The ground started trembling again. “I told you. There’s nothing you can do now. I’ve been trapped on this place for years, learning to contact the greater powers from beyond. And now... Just don’t waste your precious energy,” the Järkivääristää told Twilight, “it would be a shame if you weren’t awake to see the end of Equestria.”

“Shut up!” the lilac unicorn cried furious, “this ends here and now!”

The mad otter grinned at her and claimed, “oh, you are so right, you have no idea.”
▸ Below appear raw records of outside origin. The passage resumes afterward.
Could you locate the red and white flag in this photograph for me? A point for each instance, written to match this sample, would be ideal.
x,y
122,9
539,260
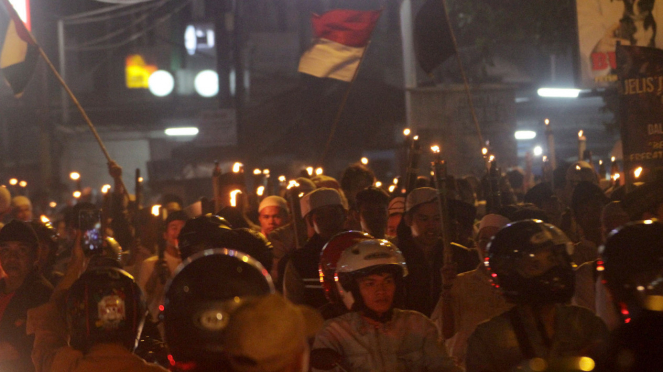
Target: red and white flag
x,y
341,37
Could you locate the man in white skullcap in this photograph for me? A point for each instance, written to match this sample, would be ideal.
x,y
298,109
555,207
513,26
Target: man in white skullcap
x,y
272,213
471,298
22,208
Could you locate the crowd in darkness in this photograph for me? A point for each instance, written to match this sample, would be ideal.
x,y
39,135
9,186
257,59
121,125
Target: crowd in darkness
x,y
341,275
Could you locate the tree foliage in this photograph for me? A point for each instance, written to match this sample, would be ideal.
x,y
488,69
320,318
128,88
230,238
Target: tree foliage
x,y
546,24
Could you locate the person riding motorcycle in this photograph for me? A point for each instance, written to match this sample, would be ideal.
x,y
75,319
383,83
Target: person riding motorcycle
x,y
375,335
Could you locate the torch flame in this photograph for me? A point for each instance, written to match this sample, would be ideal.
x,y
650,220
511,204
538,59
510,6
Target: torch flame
x,y
292,184
233,197
237,167
637,172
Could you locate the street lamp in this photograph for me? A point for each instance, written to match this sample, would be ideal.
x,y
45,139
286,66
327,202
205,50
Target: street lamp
x,y
76,177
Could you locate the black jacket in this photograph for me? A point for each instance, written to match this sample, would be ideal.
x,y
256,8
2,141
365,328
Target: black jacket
x,y
35,291
423,284
306,261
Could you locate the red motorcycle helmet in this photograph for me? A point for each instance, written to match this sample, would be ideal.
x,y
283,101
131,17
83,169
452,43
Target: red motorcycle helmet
x,y
329,256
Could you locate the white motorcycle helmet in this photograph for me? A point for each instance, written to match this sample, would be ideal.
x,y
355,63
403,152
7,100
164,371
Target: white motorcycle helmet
x,y
362,259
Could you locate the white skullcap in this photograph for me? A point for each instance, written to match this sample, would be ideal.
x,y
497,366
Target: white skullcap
x,y
397,205
273,201
420,196
20,201
493,220
319,198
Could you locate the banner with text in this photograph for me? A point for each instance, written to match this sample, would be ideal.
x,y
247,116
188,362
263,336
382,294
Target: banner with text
x,y
602,24
640,72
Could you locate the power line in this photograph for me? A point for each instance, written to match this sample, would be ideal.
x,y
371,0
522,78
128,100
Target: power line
x,y
134,36
117,32
108,17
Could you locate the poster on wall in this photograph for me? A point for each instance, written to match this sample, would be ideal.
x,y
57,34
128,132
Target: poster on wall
x,y
602,24
640,72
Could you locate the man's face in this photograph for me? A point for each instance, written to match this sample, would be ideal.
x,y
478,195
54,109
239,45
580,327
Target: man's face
x,y
483,238
17,258
373,218
172,232
23,213
425,224
377,291
271,218
588,215
392,224
328,220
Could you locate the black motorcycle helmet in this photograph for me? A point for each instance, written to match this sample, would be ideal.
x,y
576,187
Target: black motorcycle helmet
x,y
632,265
199,234
530,261
200,298
105,305
211,231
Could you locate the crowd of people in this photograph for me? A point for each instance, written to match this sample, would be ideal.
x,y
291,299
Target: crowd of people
x,y
342,276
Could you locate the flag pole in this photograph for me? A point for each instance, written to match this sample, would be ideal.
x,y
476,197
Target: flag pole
x,y
462,74
344,101
87,120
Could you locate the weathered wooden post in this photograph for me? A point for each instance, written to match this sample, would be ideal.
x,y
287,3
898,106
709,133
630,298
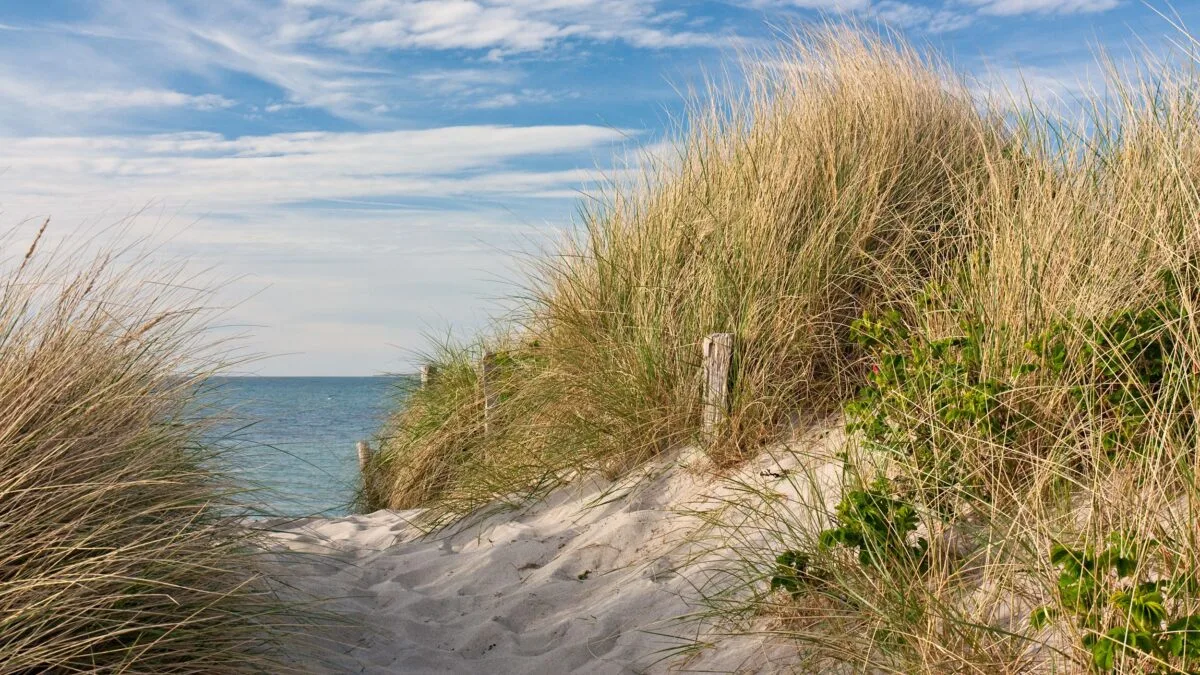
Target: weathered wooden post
x,y
364,457
718,357
487,387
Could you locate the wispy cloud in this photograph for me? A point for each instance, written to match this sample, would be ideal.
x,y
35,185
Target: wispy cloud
x,y
501,27
1012,7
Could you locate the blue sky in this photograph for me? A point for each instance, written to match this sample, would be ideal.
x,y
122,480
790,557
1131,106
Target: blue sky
x,y
364,168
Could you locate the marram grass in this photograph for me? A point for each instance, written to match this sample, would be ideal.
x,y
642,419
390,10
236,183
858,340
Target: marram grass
x,y
997,303
119,551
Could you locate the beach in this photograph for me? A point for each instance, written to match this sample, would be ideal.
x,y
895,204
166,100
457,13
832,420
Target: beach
x,y
597,578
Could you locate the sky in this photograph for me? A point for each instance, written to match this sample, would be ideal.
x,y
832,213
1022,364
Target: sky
x,y
366,173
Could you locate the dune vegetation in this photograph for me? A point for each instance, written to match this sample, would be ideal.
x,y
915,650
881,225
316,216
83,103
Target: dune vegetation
x,y
996,302
119,545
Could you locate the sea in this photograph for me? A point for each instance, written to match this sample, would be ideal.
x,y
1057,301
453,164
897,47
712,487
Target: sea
x,y
293,440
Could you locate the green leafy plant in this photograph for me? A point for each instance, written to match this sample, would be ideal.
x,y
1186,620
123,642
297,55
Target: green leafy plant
x,y
1121,369
1123,613
791,572
879,526
923,398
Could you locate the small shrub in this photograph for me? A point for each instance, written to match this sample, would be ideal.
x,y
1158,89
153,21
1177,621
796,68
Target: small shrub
x,y
1123,613
879,526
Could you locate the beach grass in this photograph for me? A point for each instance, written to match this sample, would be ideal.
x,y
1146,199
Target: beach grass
x,y
120,545
996,302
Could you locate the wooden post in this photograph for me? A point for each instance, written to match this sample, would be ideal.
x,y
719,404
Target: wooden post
x,y
718,357
364,455
486,370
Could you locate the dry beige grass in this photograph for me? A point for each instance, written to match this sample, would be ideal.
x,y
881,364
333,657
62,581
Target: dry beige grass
x,y
118,549
850,175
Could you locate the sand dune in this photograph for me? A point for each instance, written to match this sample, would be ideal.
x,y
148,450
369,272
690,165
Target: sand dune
x,y
588,580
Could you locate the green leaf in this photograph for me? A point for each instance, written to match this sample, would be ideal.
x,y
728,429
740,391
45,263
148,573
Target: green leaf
x,y
1102,655
1042,616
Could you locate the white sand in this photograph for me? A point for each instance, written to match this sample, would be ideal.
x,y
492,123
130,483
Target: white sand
x,y
564,586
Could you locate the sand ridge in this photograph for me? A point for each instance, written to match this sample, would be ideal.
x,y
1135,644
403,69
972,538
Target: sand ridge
x,y
588,580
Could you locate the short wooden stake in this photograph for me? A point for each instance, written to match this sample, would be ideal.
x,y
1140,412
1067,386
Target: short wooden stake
x,y
491,396
718,352
364,455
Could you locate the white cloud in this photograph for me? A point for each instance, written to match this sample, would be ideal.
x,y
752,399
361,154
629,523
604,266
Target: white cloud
x,y
369,234
1011,7
820,5
1050,89
117,99
905,15
499,27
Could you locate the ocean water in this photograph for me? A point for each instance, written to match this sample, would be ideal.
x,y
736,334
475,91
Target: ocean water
x,y
294,438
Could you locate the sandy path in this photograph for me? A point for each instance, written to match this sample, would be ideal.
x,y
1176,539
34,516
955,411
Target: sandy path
x,y
559,587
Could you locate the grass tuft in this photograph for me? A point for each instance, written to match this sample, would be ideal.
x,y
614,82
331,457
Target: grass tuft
x,y
120,547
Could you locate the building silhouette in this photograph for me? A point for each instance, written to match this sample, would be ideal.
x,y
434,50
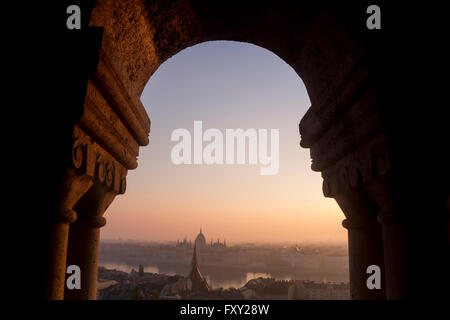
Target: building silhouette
x,y
199,284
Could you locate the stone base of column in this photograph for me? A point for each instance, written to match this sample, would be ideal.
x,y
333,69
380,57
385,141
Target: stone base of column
x,y
84,240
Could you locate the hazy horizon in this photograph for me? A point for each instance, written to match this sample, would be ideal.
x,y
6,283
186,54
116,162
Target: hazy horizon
x,y
226,85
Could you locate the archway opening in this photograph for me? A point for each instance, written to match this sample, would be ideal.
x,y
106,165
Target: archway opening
x,y
229,85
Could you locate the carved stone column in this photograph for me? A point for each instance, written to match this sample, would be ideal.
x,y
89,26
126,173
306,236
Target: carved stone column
x,y
365,246
343,182
75,185
84,240
416,253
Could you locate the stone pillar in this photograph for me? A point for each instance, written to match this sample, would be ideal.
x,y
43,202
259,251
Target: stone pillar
x,y
83,251
416,252
365,245
84,240
58,232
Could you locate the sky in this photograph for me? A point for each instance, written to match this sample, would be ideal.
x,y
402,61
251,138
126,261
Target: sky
x,y
226,85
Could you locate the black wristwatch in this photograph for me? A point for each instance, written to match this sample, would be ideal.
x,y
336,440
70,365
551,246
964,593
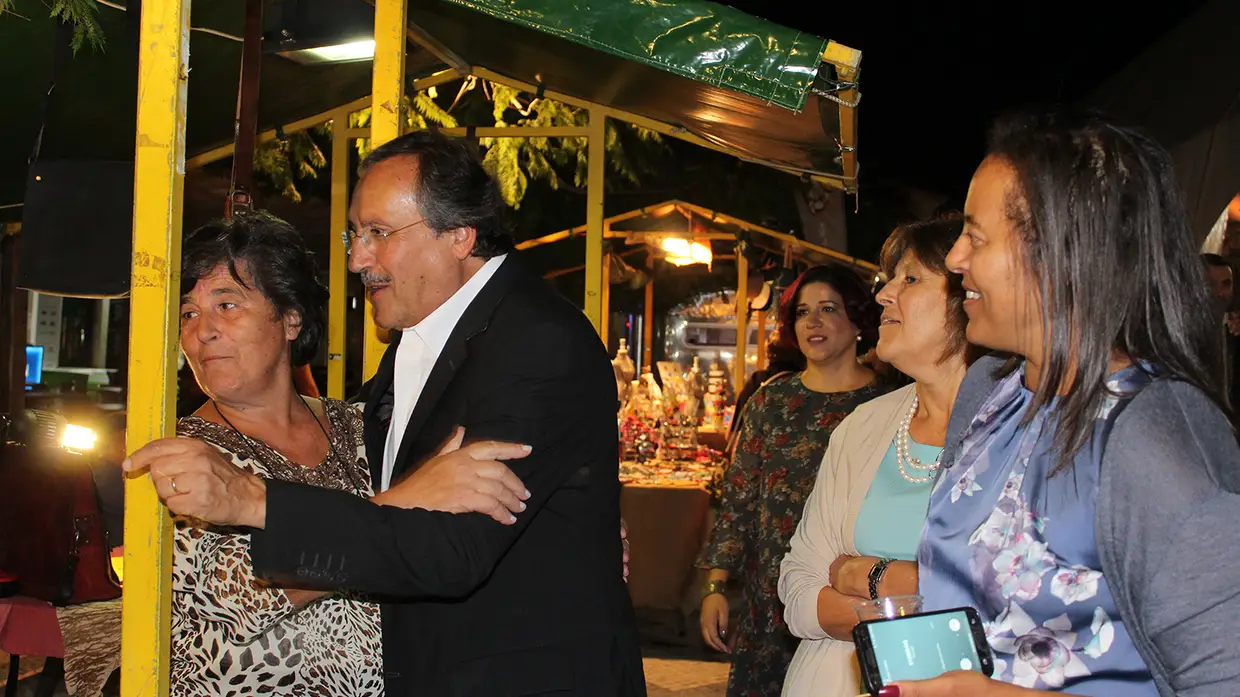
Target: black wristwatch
x,y
876,576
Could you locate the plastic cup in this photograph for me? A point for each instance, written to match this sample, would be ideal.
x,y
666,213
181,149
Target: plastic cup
x,y
889,608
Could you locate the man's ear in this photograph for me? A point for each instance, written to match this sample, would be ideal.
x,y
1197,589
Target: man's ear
x,y
292,325
463,242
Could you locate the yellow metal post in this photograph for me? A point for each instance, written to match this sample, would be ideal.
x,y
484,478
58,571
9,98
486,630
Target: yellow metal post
x,y
597,153
387,120
605,328
337,274
647,334
159,179
738,366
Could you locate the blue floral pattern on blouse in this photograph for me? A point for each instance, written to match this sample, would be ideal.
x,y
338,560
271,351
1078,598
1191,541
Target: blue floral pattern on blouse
x,y
1017,543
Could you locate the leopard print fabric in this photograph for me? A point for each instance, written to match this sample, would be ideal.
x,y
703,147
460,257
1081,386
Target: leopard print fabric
x,y
233,635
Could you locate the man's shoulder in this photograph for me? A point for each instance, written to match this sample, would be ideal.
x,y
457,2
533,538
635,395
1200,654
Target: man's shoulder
x,y
536,310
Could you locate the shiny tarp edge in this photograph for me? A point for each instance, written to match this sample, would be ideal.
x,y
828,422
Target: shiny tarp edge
x,y
693,39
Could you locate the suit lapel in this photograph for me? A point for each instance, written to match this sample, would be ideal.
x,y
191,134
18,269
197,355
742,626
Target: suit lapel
x,y
377,413
450,360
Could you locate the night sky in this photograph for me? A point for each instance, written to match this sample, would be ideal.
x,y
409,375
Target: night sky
x,y
935,75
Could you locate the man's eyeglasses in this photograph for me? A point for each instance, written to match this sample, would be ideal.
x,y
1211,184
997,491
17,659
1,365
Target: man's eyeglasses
x,y
368,237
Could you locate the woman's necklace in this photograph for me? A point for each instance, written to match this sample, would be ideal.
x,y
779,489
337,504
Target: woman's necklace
x,y
331,448
902,452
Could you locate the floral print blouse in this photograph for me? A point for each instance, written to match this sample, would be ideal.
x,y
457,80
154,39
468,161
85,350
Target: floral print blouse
x,y
784,435
1017,543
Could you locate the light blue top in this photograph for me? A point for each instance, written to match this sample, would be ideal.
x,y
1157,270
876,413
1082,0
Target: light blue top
x,y
890,517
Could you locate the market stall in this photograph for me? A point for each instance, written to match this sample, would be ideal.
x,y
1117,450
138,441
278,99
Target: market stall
x,y
676,414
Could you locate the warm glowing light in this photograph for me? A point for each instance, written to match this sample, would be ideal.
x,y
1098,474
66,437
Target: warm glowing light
x,y
682,252
337,53
78,438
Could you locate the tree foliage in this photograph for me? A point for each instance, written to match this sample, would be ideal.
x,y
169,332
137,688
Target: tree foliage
x,y
81,14
561,163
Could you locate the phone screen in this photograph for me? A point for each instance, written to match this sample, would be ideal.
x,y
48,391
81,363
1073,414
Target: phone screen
x,y
923,646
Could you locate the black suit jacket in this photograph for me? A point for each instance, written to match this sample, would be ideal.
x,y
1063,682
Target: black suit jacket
x,y
478,608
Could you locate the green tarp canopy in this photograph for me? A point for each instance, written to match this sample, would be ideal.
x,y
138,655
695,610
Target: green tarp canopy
x,y
740,83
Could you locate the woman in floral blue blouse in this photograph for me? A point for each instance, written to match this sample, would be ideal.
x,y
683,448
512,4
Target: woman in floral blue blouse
x,y
1090,474
833,319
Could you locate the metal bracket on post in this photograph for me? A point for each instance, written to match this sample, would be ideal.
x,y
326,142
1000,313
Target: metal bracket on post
x,y
159,181
387,123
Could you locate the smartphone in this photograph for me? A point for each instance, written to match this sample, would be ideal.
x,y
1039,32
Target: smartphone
x,y
921,646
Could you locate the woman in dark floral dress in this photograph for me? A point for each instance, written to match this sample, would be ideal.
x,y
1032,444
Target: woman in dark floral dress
x,y
833,319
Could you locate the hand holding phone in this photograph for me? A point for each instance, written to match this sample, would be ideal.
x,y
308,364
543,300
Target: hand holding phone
x,y
921,646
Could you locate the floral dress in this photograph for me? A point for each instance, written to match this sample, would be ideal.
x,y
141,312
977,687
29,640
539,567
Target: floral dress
x,y
1014,542
784,437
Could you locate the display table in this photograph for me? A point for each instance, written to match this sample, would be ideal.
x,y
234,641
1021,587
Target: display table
x,y
87,636
667,526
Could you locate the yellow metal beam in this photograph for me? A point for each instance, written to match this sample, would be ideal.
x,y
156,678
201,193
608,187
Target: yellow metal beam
x,y
337,274
597,151
847,62
500,132
761,341
795,242
647,326
605,328
225,151
738,365
387,120
642,122
159,184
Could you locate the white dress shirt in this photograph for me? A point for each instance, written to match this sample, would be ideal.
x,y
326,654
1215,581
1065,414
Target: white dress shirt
x,y
417,355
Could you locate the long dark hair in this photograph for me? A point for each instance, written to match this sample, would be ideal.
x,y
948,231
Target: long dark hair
x,y
1105,233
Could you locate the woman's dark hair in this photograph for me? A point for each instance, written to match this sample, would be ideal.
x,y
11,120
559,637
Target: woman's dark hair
x,y
859,304
279,266
453,189
1105,233
783,356
929,242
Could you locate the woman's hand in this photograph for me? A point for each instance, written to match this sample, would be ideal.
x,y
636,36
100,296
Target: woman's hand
x,y
464,480
957,683
714,621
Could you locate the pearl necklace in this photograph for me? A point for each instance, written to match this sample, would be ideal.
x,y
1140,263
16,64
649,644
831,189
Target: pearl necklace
x,y
902,452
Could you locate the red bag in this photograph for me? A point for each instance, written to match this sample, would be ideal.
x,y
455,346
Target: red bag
x,y
51,532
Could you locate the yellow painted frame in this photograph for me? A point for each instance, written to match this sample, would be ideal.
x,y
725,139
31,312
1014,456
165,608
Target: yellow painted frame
x,y
160,168
159,179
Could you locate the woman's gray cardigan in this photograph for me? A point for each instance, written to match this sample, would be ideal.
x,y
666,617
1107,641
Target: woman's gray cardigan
x,y
1167,528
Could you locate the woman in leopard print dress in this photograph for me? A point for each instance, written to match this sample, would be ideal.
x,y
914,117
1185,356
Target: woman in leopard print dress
x,y
252,309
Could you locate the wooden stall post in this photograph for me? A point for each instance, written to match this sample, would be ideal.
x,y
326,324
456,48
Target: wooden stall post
x,y
594,201
337,269
738,367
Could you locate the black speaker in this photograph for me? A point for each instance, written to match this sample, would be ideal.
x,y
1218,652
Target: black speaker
x,y
77,228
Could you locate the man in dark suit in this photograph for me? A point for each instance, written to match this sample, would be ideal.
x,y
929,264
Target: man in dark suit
x,y
474,607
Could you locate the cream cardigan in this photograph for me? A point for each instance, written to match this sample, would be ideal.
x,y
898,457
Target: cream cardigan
x,y
825,666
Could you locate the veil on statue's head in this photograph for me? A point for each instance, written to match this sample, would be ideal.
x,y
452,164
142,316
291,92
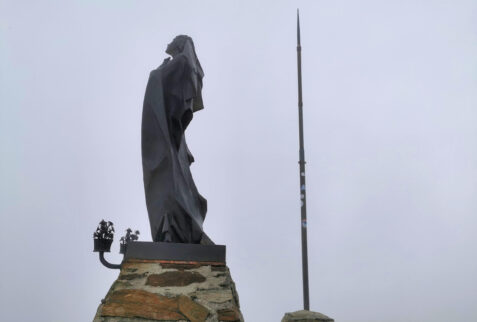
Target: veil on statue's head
x,y
184,45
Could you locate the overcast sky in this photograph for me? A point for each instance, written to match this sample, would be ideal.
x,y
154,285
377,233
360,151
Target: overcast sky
x,y
390,106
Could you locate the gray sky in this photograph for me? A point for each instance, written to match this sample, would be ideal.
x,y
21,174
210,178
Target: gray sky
x,y
390,136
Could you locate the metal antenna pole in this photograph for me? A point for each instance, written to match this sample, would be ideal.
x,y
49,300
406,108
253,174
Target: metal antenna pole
x,y
304,246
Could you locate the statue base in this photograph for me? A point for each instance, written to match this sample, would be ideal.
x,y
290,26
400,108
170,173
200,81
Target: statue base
x,y
166,288
175,252
306,316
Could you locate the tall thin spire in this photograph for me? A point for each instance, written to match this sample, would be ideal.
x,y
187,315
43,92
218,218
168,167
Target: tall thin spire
x,y
304,243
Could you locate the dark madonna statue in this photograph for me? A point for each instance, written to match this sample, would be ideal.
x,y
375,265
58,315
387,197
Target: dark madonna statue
x,y
176,209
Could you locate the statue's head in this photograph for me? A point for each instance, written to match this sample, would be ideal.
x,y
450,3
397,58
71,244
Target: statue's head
x,y
184,45
177,45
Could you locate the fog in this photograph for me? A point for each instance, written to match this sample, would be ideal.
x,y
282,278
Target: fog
x,y
390,108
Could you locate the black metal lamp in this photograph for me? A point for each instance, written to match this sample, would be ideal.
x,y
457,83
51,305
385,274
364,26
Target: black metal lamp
x,y
103,238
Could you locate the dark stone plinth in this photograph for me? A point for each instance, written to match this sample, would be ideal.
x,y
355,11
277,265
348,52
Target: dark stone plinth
x,y
175,252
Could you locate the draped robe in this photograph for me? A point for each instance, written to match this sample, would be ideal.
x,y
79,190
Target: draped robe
x,y
175,207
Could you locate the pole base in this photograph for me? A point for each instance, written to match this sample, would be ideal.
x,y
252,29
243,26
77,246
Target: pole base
x,y
306,316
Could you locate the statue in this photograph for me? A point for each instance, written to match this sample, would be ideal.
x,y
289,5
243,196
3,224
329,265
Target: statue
x,y
174,92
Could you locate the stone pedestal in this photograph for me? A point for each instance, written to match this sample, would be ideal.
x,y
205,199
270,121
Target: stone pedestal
x,y
306,316
168,290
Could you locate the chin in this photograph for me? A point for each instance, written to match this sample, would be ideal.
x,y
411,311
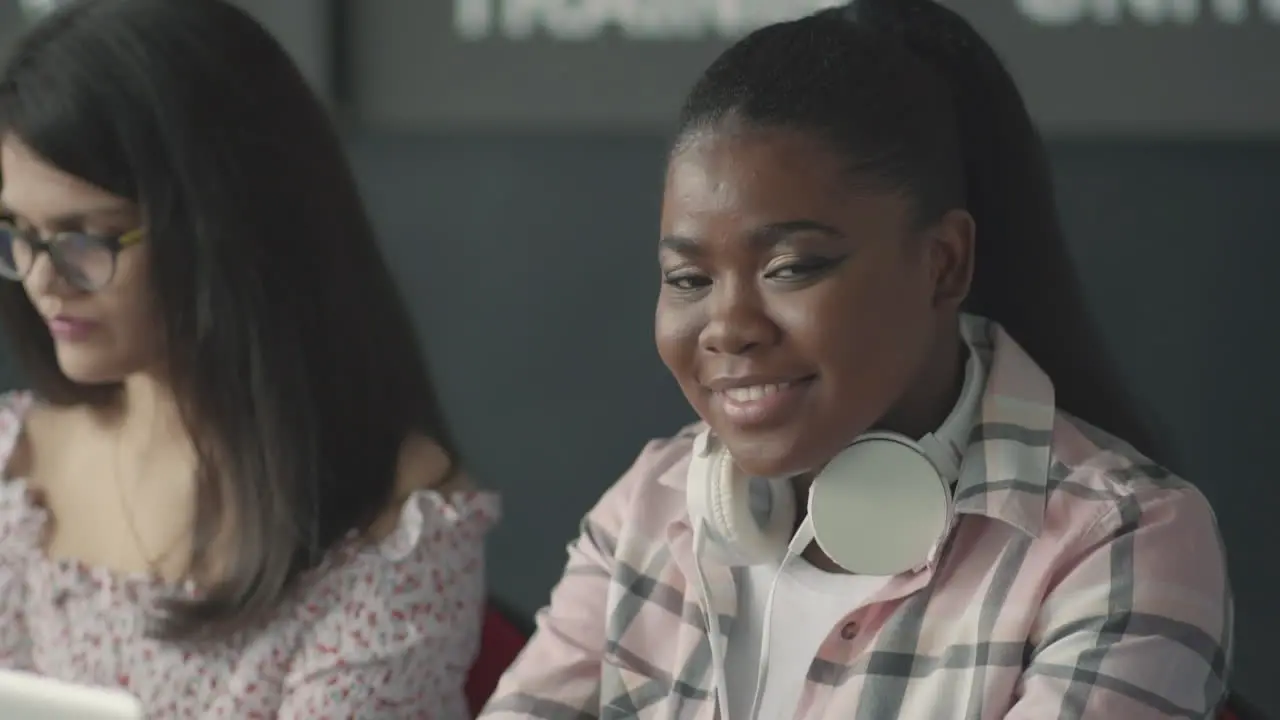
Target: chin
x,y
83,369
772,455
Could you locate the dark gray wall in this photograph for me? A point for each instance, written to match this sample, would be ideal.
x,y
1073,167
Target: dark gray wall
x,y
531,267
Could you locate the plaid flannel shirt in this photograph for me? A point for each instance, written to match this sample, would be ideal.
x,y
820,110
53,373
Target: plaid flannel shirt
x,y
1080,582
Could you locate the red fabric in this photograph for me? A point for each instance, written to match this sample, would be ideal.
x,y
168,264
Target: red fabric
x,y
501,641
The earth shook violently and started cracking under their legs. At the centre of the former tower, a hole opened in the floor, letting a reddish and orange glow through. Terrible sounds like those of molten rock and the profound roar of an unimaginable creature came out of it. For the first time, the ponies realized the kind of apocalyptic fate they were fighting against.

* * *

Rarity left her orange friend on the grey tinted grass and approached Twilight, evading burning patches and poodles of unknowable perilous fluids. The furious unicorn was exhausted, her mane turned into a mess and her eyes fixated on her unsightly nemesis. “Don’t falter now,” Rarity commenced, “we have to bring this fiend down. We have put up with many before and we have overcome every hurdle. We will triumph this time too, Twilight. Together.”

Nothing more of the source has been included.